A Região Norte segue como a área mais perigosa para quem defende a terra e a floresta. Segundo os dados apurados pela CPT, a região concentrou 61% das mortes registradas no país. Rondônia e Pará lideram o ranking nacional de letalidade, com sete assassinatos cada. Além disso, o relatório documenta dois massacres ocorridos em 2025, ambos localizados nesses estados, evidenciando a atuação de forças públicas e privadas na repressão violenta.
O documento aponta que fazendeiros foram os principais agentes causadores da violência, envolvidos em 20 dos 26 assassinatos do ano.

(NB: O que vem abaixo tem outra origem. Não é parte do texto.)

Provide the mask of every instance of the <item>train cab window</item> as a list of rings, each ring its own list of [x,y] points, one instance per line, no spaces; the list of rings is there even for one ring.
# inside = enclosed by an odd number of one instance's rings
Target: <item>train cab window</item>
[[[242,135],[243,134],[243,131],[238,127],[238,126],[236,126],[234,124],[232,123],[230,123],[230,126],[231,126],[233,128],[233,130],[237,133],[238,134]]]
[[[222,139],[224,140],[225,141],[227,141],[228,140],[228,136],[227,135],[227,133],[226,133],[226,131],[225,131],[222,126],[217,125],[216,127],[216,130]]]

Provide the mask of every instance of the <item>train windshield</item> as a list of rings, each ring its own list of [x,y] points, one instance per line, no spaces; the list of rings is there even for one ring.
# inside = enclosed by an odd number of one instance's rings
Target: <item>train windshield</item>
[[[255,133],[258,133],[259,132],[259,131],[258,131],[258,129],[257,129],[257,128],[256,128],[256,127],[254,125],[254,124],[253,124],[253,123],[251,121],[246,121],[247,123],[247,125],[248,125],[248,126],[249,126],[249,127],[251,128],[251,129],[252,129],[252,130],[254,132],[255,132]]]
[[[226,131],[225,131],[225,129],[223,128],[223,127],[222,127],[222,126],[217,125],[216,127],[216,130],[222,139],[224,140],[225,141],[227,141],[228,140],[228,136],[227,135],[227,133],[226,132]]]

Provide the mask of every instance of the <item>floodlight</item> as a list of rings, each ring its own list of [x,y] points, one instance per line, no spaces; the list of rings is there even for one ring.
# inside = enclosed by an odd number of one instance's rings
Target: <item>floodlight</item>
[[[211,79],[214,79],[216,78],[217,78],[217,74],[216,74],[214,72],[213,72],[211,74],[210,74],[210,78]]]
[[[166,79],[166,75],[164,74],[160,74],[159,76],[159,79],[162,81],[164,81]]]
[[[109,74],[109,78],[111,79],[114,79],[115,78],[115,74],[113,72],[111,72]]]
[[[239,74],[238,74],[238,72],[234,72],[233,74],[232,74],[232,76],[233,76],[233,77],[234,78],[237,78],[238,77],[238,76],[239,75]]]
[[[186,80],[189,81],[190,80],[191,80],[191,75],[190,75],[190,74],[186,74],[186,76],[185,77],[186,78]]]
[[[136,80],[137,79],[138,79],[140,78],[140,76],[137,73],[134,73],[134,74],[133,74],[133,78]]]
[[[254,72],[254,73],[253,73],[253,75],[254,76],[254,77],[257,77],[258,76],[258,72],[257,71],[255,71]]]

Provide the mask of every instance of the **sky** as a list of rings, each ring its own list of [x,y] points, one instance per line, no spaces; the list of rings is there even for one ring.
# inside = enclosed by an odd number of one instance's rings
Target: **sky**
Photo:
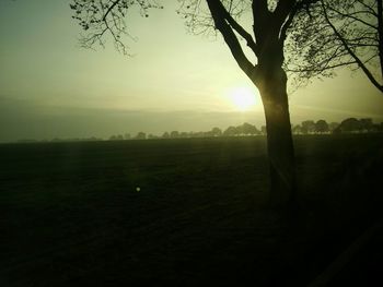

No entanto, o que mais chamou a atenção dos documentalistas do Centro de Documentação Dom Tomás Balduino (Cedoc/CPT) foi o salto em formas específicas de repressão:•Humilhação: saltou de 5 para 142 casos. Cárcere Privado: subiu de 1 para 105 registros. Prisões: cresceram de 71 para 111.
Esses números estão fortemente atrelados a ações policiais, como a operação “Godos” em Rondônia, onde famílias sem-terra e servidores do Ministério do Desenvolvimento Agrário foram alvo de truculência.
A 40ª edição do relatório também destaca o aumento de 5% nos casos de trabalho escravo rural, com 1.991 trabalhadores resgatados em 159 casos. Já os conflitos pela água, embora tenham registrado o menor número da década (148 ocorrências), continuam atingindo severamente territórios quilombolas e ribeirinhos, com o Pará figurando entre os estados com mais registros.
40 Anos de Memória e Denúncia
Desde 1985, a CPT sistematiza esses dados que servem como instrumento de denúncia internacional e base para políticas públicas. “Ao completar 40 edições, a publicação reafirma seu papel como instrumento de memória e monitoramento das violências que atingem os povos do campo, das águas e das florestas”, afirma a entidade.